Some maternity medical conditions are relatively rare thus it is desirable to be able to interrogate many years’ worth of data to capture the maximum number of incidences. Other conditions are often associated with long time lags. For instance, perineal damage after having a baby can necessitate repair work many years or even decades later. Again, both of these requirements require long data runs, in addition it is also frequently desirable to be able to see how indicators change with time so as to be able to assess data quality.

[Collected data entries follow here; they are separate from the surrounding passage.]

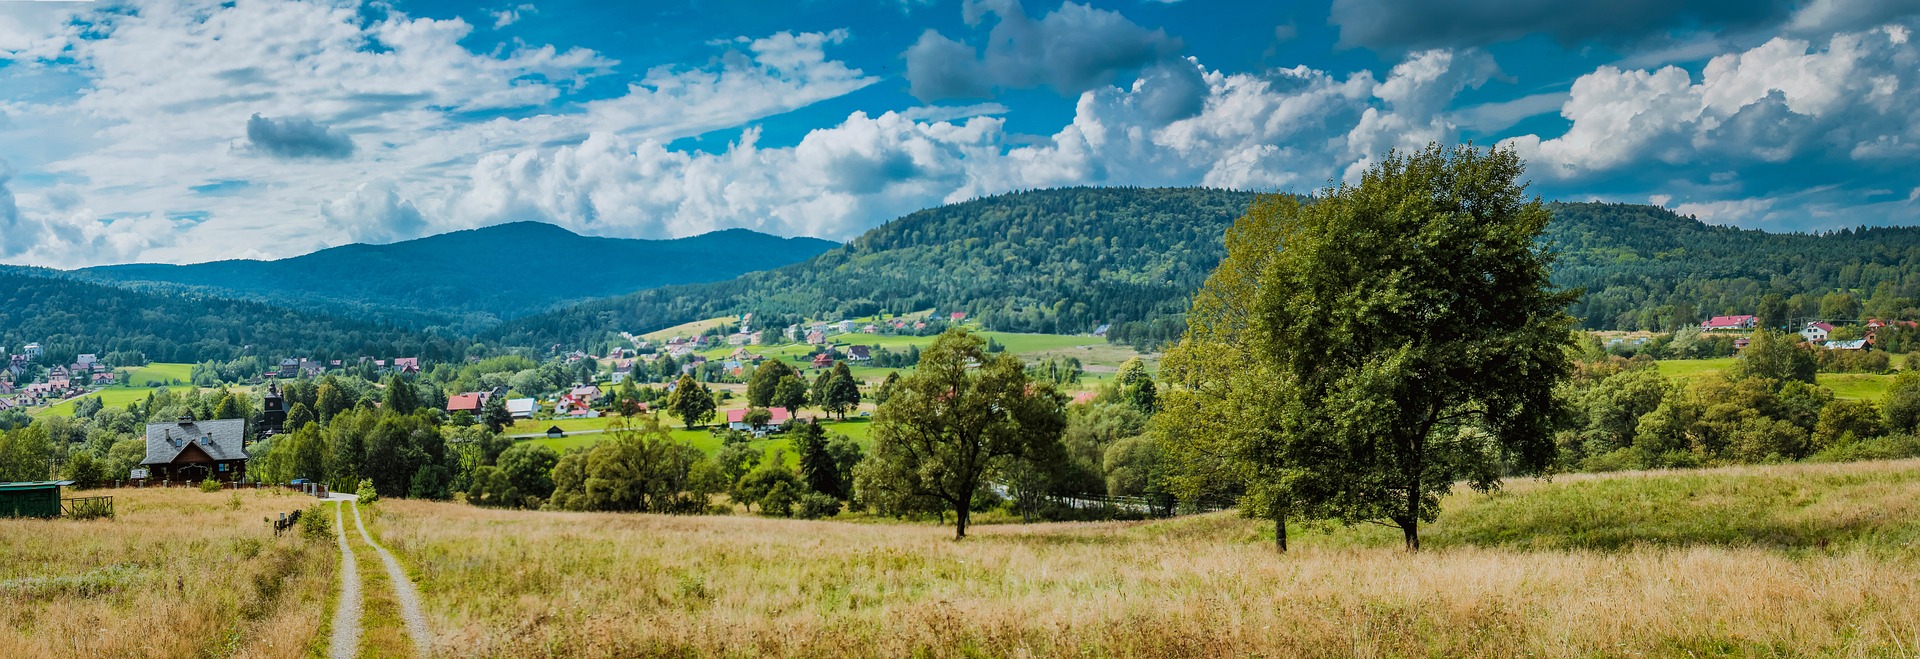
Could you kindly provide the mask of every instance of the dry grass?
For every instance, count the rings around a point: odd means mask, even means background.
[[[1753,471],[1799,469],[1808,468]],[[1920,465],[1856,469],[1905,479]],[[1600,480],[1517,486],[1503,498]],[[1463,514],[1454,509],[1496,501],[1456,497],[1435,536],[1448,536]],[[1456,541],[1408,556],[1343,531],[1304,534],[1276,557],[1259,525],[1226,515],[980,527],[954,543],[919,525],[381,505],[382,542],[414,566],[441,647],[475,656],[1920,651],[1910,547]]]
[[[353,548],[360,571],[360,597],[364,602],[360,609],[360,656],[366,659],[413,656],[413,641],[407,638],[406,621],[400,616],[400,600],[394,595],[393,580],[387,576],[380,554],[360,538],[360,528],[353,523],[352,505],[342,504],[340,512],[345,515],[341,519],[342,528],[347,530],[347,544]],[[384,505],[360,506],[360,516],[368,524],[369,533],[373,532],[373,520],[379,517],[379,509]]]
[[[299,657],[338,557],[275,491],[121,489],[112,520],[0,520],[0,657]],[[93,494],[93,493],[89,493]],[[237,505],[235,505],[237,503]]]

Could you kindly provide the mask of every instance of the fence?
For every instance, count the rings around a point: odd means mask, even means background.
[[[60,500],[60,514],[73,519],[113,516],[113,497],[74,497]]]

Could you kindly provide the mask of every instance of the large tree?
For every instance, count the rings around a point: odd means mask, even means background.
[[[747,404],[753,407],[776,406],[774,394],[779,391],[780,380],[789,375],[793,375],[793,367],[777,357],[754,368],[753,377],[747,380]]]
[[[965,538],[969,504],[1009,461],[1059,455],[1066,397],[1033,382],[1019,358],[990,355],[962,329],[941,334],[874,415],[859,482],[880,499],[938,501]],[[865,493],[862,498],[867,498]]]
[[[667,413],[680,417],[680,422],[688,428],[698,428],[712,420],[716,407],[713,391],[695,382],[691,375],[681,375],[673,384],[673,393],[667,394]]]
[[[846,420],[847,412],[860,407],[860,383],[853,379],[853,370],[846,362],[833,365],[833,377],[827,380],[826,404],[828,412]]]
[[[1573,294],[1511,150],[1388,154],[1278,216],[1246,310],[1229,453],[1261,503],[1398,526],[1458,481],[1553,464]]]

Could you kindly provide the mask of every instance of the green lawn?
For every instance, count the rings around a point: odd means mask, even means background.
[[[1672,359],[1658,362],[1660,374],[1679,380],[1708,377],[1732,368],[1733,357],[1719,359]],[[1878,401],[1887,396],[1892,375],[1870,373],[1821,373],[1815,376],[1820,386],[1833,390],[1839,398]]]
[[[144,388],[156,384],[172,384],[174,382],[184,384],[192,381],[192,364],[154,363],[133,369],[133,373],[127,376],[127,381],[121,384],[123,386]]]
[[[185,391],[186,389],[188,389],[187,387],[169,387],[169,388],[175,391]],[[121,407],[126,407],[128,403],[137,403],[140,401],[144,401],[147,399],[148,394],[151,394],[158,390],[159,389],[156,387],[108,387],[106,389],[101,389],[97,392],[90,393],[85,396],[80,396],[77,398],[73,398],[71,400],[63,401],[57,405],[46,407],[44,409],[41,409],[35,412],[34,414],[36,416],[73,416],[73,405],[74,403],[80,402],[81,398],[99,398],[100,404],[103,407],[121,408]]]

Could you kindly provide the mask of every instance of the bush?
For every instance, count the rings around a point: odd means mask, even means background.
[[[1920,436],[1888,435],[1842,442],[1807,456],[1808,462],[1857,462],[1920,457]]]
[[[99,519],[113,516],[113,504],[105,499],[77,501],[73,504],[72,514],[67,519]]]
[[[800,518],[821,519],[840,514],[840,500],[819,492],[800,495]]]
[[[1599,455],[1587,456],[1580,461],[1580,471],[1607,472],[1641,469],[1646,465],[1640,462],[1640,453],[1631,448],[1614,449]]]
[[[201,492],[219,492],[220,485],[221,485],[220,481],[209,478],[209,479],[200,481],[200,491]]]
[[[316,503],[307,506],[307,510],[300,513],[300,537],[308,540],[327,540],[333,536],[333,524],[330,523],[333,520],[333,511],[327,508],[326,504]]]
[[[360,479],[360,487],[354,494],[360,497],[360,503],[373,503],[380,500],[380,493],[373,489],[373,479]]]
[[[793,516],[796,497],[793,486],[788,483],[789,481],[774,482],[773,487],[767,490],[767,495],[760,498],[760,514],[774,517]]]

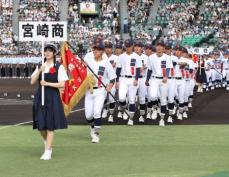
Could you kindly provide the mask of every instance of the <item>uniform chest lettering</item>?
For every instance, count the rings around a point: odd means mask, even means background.
[[[161,68],[166,68],[166,61],[161,61]]]
[[[104,72],[105,72],[105,67],[104,66],[99,66],[98,75],[99,76],[103,76]]]
[[[131,58],[130,66],[135,66],[135,64],[136,64],[136,59],[135,58]]]

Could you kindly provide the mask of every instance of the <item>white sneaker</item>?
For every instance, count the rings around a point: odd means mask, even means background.
[[[172,118],[172,116],[169,116],[169,117],[168,117],[167,122],[168,122],[168,123],[173,123],[173,118]]]
[[[189,108],[192,108],[192,103],[188,103],[188,107]]]
[[[153,119],[153,120],[157,119],[157,111],[156,110],[153,111],[153,113],[151,115],[151,119]]]
[[[95,128],[90,127],[90,129],[91,129],[90,136],[91,136],[91,138],[93,138],[95,135]]]
[[[206,92],[208,92],[209,91],[209,89],[208,88],[206,88]]]
[[[123,120],[127,120],[129,118],[128,114],[126,112],[124,112],[122,115],[122,118],[123,118]]]
[[[121,111],[118,112],[118,116],[117,117],[120,118],[120,119],[122,118],[122,112]]]
[[[92,140],[91,140],[92,143],[99,143],[99,135],[97,135],[96,133],[94,134]]]
[[[40,158],[41,160],[51,160],[52,159],[52,150],[45,150],[44,154]]]
[[[226,90],[229,90],[229,87],[226,87]]]
[[[214,90],[214,89],[215,89],[215,87],[214,87],[214,86],[212,86],[212,87],[211,87],[211,90]]]
[[[113,117],[113,115],[110,115],[110,116],[108,117],[108,122],[114,122],[114,117]]]
[[[226,87],[226,84],[222,84],[222,87]]]
[[[151,111],[147,113],[146,119],[151,119]]]
[[[133,121],[133,119],[129,119],[129,120],[128,120],[127,125],[129,125],[129,126],[133,126],[133,125],[134,125],[134,121]]]
[[[139,119],[138,119],[139,122],[145,122],[144,120],[144,117],[143,116],[140,116]]]
[[[187,118],[188,118],[188,114],[187,114],[187,112],[184,112],[184,113],[183,113],[183,118],[185,118],[185,119],[187,119]]]
[[[107,109],[103,109],[102,118],[107,118]]]
[[[183,120],[182,114],[181,114],[181,113],[178,114],[177,119],[178,119],[178,120]]]
[[[164,126],[165,126],[165,121],[164,121],[164,119],[161,119],[161,120],[159,121],[159,126],[160,126],[160,127],[164,127]]]

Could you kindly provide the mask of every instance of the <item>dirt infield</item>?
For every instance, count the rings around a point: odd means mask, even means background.
[[[32,100],[35,87],[30,86],[28,79],[0,79],[0,125],[11,125],[32,120]],[[7,93],[7,96],[4,96]],[[20,97],[18,97],[20,96]],[[28,101],[29,100],[29,101]],[[83,100],[75,108],[68,120],[70,124],[86,124]],[[137,123],[137,112],[135,122]],[[218,89],[203,94],[195,93],[193,108],[189,118],[175,121],[175,124],[229,124],[229,92]],[[107,124],[106,119],[104,124]],[[114,124],[126,124],[126,121],[115,118]],[[145,124],[157,125],[156,121]]]

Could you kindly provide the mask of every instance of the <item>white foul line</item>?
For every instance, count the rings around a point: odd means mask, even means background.
[[[84,109],[85,108],[76,109],[76,110],[71,111],[71,113],[80,112],[80,111],[83,111]],[[27,121],[27,122],[21,122],[21,123],[18,123],[18,124],[14,124],[14,125],[7,125],[7,126],[0,127],[0,130],[11,128],[11,127],[17,127],[17,126],[20,126],[20,125],[30,124],[32,122],[33,121]]]
[[[3,129],[6,129],[6,128],[11,128],[11,127],[17,127],[19,125],[25,125],[25,124],[29,124],[29,123],[32,123],[33,121],[27,121],[27,122],[21,122],[21,123],[18,123],[18,124],[14,124],[14,125],[7,125],[7,126],[4,126],[4,127],[1,127],[0,130],[3,130]]]

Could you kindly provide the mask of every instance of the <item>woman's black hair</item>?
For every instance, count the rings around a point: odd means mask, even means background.
[[[47,49],[51,49],[51,51],[53,52],[53,64],[54,64],[54,68],[56,69],[56,51],[50,47],[44,48],[44,51],[46,51]],[[44,58],[44,62],[46,62],[46,58]]]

It is necessary to search a woman's medical history to look for incidences of medical risk factors. Conditions can be apparent in childhood, for instance atrial septal defects are often detected and treated in early childhood. Similarly acute asthma is also likely to result in a hospital admission during childhood. As the commitment to the Which Birth Choice project is ongoing, this year's young female is a potential mother with an incidence of a risk factor recorded in HES.

All organisations party to this agreement must comply with the Data Sharing Framework Contract requirements, including those regarding the use (and purposes of that use) by “Personnel” (as defined within the Data Sharing Framework Contract ie: employees, agents and contractors of the Data Recipient who may have access to that data).

The data from NHS Digital will not be used for any other purpose other than that outlined in this Agreement.

The data from NHS Digital will not be linked to any other data.